Dosage is easier to control in LSD and DMT, less in mushrooms and Ayahuasca.
It’s impossible to say or predict what experience you will have, so guiding another can only come from experiencing a wide range and gathering a small first hand understanding of what might happen. Lots of people “lose it” while trying to walk this path - if you live with one foot in the psychedelic world it’s not possilbe to live fully in the mundane world and a balance is difficult to sustain. Your basic reality of what you see is incongurent with what the rest of the world sees and thinks they “know”. This is where your foundation system of beliefs can help with that balance or drag you under when you are “spending all night dancing, writhing, crawling on the floor, moaning with a bunch of other neohippies” [sic]

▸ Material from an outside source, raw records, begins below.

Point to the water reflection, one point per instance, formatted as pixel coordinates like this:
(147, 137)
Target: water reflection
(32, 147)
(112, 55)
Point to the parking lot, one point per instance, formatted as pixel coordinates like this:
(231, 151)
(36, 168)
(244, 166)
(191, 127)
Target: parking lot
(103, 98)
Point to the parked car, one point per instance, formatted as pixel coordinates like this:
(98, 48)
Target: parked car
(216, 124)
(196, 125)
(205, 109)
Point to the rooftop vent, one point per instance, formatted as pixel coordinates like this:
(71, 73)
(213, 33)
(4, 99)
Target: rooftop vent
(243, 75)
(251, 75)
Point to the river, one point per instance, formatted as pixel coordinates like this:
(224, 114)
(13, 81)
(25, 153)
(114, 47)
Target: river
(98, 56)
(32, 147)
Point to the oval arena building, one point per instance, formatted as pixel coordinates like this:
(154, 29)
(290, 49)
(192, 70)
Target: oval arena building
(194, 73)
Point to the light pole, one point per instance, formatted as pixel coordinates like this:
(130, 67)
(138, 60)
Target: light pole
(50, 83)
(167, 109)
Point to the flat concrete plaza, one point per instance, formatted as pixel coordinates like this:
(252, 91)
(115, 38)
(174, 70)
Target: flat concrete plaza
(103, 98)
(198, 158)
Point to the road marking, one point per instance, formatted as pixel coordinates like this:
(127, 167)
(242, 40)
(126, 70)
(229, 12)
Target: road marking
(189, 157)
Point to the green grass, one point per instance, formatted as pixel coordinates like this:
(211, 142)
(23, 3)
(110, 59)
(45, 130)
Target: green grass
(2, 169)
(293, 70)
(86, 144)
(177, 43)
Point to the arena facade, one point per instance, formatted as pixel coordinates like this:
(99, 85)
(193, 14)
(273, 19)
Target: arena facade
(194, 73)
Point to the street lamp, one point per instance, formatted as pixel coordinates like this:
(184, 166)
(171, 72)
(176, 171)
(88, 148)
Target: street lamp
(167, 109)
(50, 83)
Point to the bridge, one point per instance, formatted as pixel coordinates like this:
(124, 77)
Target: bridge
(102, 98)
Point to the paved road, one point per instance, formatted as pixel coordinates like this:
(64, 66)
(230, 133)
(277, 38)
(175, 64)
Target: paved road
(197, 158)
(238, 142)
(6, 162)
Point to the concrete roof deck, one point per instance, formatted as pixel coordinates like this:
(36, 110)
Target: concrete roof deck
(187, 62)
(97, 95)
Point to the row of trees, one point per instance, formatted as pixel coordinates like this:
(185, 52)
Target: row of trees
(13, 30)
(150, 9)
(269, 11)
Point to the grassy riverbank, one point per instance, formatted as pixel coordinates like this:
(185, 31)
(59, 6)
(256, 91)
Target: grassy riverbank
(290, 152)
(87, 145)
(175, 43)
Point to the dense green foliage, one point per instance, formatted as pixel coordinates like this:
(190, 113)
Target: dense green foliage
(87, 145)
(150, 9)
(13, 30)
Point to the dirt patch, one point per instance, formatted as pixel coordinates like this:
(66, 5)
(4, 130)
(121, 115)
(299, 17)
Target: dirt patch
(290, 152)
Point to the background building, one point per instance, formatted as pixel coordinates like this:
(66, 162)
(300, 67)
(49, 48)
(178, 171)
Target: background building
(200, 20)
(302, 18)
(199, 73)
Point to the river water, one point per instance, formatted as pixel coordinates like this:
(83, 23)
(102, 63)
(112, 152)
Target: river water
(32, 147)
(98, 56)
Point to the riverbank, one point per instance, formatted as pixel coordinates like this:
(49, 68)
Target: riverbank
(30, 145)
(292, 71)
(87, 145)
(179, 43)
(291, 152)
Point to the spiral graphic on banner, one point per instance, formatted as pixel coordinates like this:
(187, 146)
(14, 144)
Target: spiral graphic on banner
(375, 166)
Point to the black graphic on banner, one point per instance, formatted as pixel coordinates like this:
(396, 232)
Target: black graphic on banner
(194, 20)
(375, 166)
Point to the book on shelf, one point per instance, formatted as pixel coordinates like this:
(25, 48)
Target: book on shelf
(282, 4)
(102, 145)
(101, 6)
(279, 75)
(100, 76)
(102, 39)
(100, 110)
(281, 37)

Sensei question: Is transformation necessarily traumatic?
The more we hold onto our current state of progress, the more traumatic it will be if we are forced to let go. The more invested we are in the current state, the more upheaval we will experience if our status changes. How easily can you give up the very foundation of your beliefs and what you believe to be “sane”.
Look at the world around you - most people will not transform unless they are forced to and when they are it will be truly traumatic. They will lose their mortgage, their Job Identity, their faith in the Gods of Capitalism and / or Patriotism. The will either cling on until death, will eventually be forced to change. The earliest adopters will experience the least trauma while the holdouts will have the hardest time.
The same is true of partaking in psychedelics. Once you partake of a certain dose and / or frequency, you can’t hold on to the present state.
Wow, so much wisdom here, thank you. Let me come back during the day as I process this.
Ok so yeah, as for motives it would be the continuation of why I ended up here which is the search for/magnetism to truth. Looking at the stages graph and getting the theoretical sense of what your true nature is one thing but the experience
Not sure if I’ll be a guide to others but I’m surely open to it.